PyKX allows you to call Python functions from kdb+/q (and vice versa), enabling powerful data analysis using the rich ecosystem of libraries available in Python. In this post, I will show how you can invoke a Lasso Regression function in Python by passing a table from a q script.
1. Install PyKX
pip install pykx
2. Create a Python (.p) file
Create a Python file called lasso.p
containing a function that takes a Pandas DataFrame, performs Lasso regression (using the scikit-learn machine learning library), and returns a vector of coefficients.
# lasso.p
import numpy as np
import pandas as pd
from sklearn.linear_model import Lasso
def lasso_regression(df):
X = df.iloc[:, :-1]
y = df.iloc[:, -1]
# Perform Lasso regression
lasso = Lasso(alpha=0.1)
lasso.fit(X, y)
coefficients = np.append(lasso.coef_, lasso.intercept_)
return coefficients
3. Invoke the Python function from a q script
Next, write a q script that generates a table of random data and invokes the Python function with it.

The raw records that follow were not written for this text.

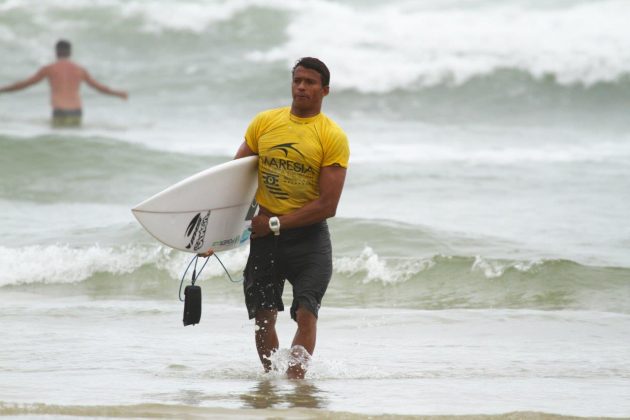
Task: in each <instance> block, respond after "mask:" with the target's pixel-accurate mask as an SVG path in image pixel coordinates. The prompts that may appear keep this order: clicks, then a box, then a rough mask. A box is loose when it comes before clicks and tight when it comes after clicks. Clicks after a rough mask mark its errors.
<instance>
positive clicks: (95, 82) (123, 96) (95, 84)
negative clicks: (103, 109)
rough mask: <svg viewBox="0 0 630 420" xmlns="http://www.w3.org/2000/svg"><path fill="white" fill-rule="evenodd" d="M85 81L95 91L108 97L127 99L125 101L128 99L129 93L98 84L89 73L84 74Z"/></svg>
mask: <svg viewBox="0 0 630 420" xmlns="http://www.w3.org/2000/svg"><path fill="white" fill-rule="evenodd" d="M83 80H85V82H86V83H87V84H88V85H90V86H91V87H93V88H94V89H96V90H98V91H99V92H101V93H104V94H106V95H112V96H118V97H119V98H121V99H125V100H126V99H127V97H128V94H127V92H125V91H123V90H114V89H111V88H109V87H107V86H105V85H103V84H101V83H99V82H97V81H96V80H94V79H93V78H92V76H90V73H88V72H87V71H85V72H84V75H83Z"/></svg>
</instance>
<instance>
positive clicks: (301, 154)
mask: <svg viewBox="0 0 630 420" xmlns="http://www.w3.org/2000/svg"><path fill="white" fill-rule="evenodd" d="M294 144H297V143H282V144H278V145H276V146H273V147H271V148H270V149H269V150H281V151H282V152H284V157H289V150H293V151H294V152H295V153H297V154H298V155H300V156H302V157H304V155H303V154H302V152H300V151H299V150H298V149H296V148H295V147H293V145H294Z"/></svg>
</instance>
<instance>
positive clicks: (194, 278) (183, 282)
mask: <svg viewBox="0 0 630 420" xmlns="http://www.w3.org/2000/svg"><path fill="white" fill-rule="evenodd" d="M213 255H214V256H215V257H216V259H217V261H219V264H221V267H223V271H225V274H226V275H227V276H228V278H229V279H230V281H231V282H232V283H239V282H240V280H234V279H232V276H230V273H229V272H228V271H227V268H225V265H223V261H221V259H220V258H219V256H218V255H217V254H216V253H214V254H213ZM205 258H206V261H205V262H204V263H203V265H202V266H201V269H200V270H199V272H198V273H197V260H198V259H199V256H198V255H197V254H195V255H193V257H192V259H191V260H190V262H189V263H188V267H186V271H184V274H183V275H182V280H181V281H180V283H179V293H178V297H179V300H180V302H183V301H184V299H182V286H183V285H184V279H185V278H186V274H188V270H189V269H190V266H191V265H192V263H193V262H194V263H195V266H194V267H193V273H192V285H193V286H194V285H195V282H196V281H197V279H198V278H199V276H201V273H202V271H203V269H204V268H205V267H206V264H208V261H209V260H210V259H209V258H208V257H205Z"/></svg>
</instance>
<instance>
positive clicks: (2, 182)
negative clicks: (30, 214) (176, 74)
mask: <svg viewBox="0 0 630 420" xmlns="http://www.w3.org/2000/svg"><path fill="white" fill-rule="evenodd" d="M0 147H1V148H2V155H1V156H0V175H1V177H0V178H1V180H0V198H7V199H10V200H32V201H36V202H57V203H58V202H62V203H63V202H71V203H82V202H92V203H104V202H118V203H124V204H127V205H129V206H131V204H133V203H136V202H139V201H141V199H144V198H146V197H148V196H150V195H153V194H155V193H156V192H158V191H161V190H162V189H164V188H165V187H166V186H168V185H171V184H173V183H175V182H177V181H180V180H181V179H183V178H185V177H187V176H190V175H192V174H194V173H196V172H198V171H201V170H203V169H206V168H208V167H210V166H213V165H216V164H219V163H222V162H225V161H226V160H229V159H230V157H229V156H216V155H215V156H212V155H210V156H208V155H201V154H199V153H197V152H196V151H191V153H190V154H185V153H176V152H172V151H168V150H155V149H154V150H152V149H148V148H145V147H143V146H140V145H136V144H134V143H129V142H125V141H122V140H114V139H107V138H102V137H93V136H91V135H90V134H89V133H87V134H85V135H83V136H82V135H80V134H76V135H67V134H65V133H62V134H50V135H40V136H34V137H26V138H21V137H15V136H10V135H0ZM122 185H125V186H126V188H121V186H122Z"/></svg>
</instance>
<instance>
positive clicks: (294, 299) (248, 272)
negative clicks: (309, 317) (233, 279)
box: [243, 221, 332, 320]
mask: <svg viewBox="0 0 630 420" xmlns="http://www.w3.org/2000/svg"><path fill="white" fill-rule="evenodd" d="M243 277H244V281H243V291H244V293H245V305H246V306H247V312H248V314H249V319H252V318H254V317H255V316H256V313H257V312H258V310H259V309H277V310H278V311H283V310H284V304H283V302H282V292H283V290H284V282H285V280H288V281H289V283H291V285H292V286H293V303H292V304H291V318H293V319H294V320H295V319H296V311H297V309H298V307H300V306H302V307H304V308H306V309H307V310H309V311H310V312H311V313H312V314H313V315H315V317H317V316H318V313H319V308H320V306H321V303H322V298H323V297H324V293H326V288H327V287H328V283H329V282H330V278H331V277H332V247H331V244H330V234H329V232H328V224H327V223H326V221H323V222H320V223H317V224H314V225H311V226H305V227H300V228H296V229H287V230H282V231H281V233H280V235H278V236H274V235H273V234H271V235H267V236H264V237H262V238H255V239H251V241H250V250H249V258H248V260H247V265H246V266H245V271H244V273H243Z"/></svg>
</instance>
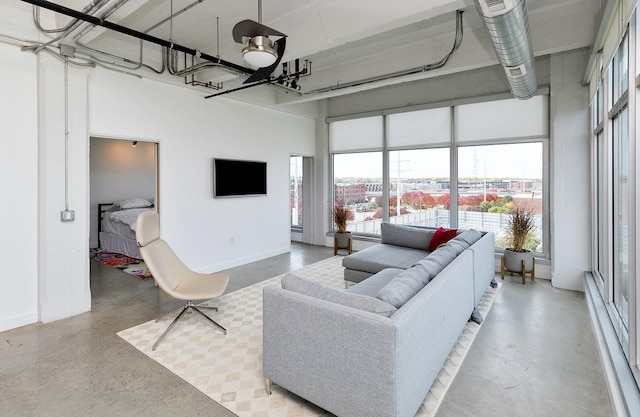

// Load pykx and the python file
\l /path/to/python/site-packages/pykx/pykx.q
\l lasso.p
// Create a sample table with random x and y values
n:100;
x:n?10f;
y:2*x+n?2f;
data:([]x;y);
// Call the python function
qfunc:.pykx.get[`lasso_regression;<];
coefficients:qfunc data;
Conversion of data types between kdb+/q and Python
When transferring data between q and Python, PyKX applies "default" type conversions. For instance, tables in q are automatically converted to Pandas DataFrames, and lists are converted to NumPy arrays. You can call .pykx.setdefault
to change the default conversion type to Pandas, Numpy, Python, or PyArrow. PyKX also provides functions to convert q data types to specific Python types, such as .pykx.tonp
which tags a q object to be converted to a NumPy object. The following code illustrates type conversion:
q) .pykx.util.defaultConv
"default"
// lists are converted to NumPy arrays by default
q) .pykx.print .pykx.eval["lambda x: type(x)"] til 10
<class 'numpy.ndarray'>
// tables are converted to Pandas DataFrames by default
q) .pykx.print .pykx.eval["lambda x: type(x)"] ([] foo:1 2)
<class 'pandas.core.frame.DataFrame'>
// change default conversion to NumPy
q) .pykx.setdefault["Numpy"]
// tables are NumPy arrays now
q) .pykx.print .pykx.eval["lambda x: type(x)"] ([] foo:1 2)
<class 'numpy.recarray'>
// change default conversion to Python
q) .pykx.setdefault["Python"]
// tables are converted to dict when using Python conversion
q) .pykx.print .pykx.eval["lambda x: type(x)"] ([] foo:1 2)
<class 'dict'>
// tag a q object as a Pandas DataFrame
q) .pykx.print .pykx.eval["lambda x: type(x)"] .pykx.topd ([] foo:1 2)
<class 'pandas.core.frame.DataFrame'>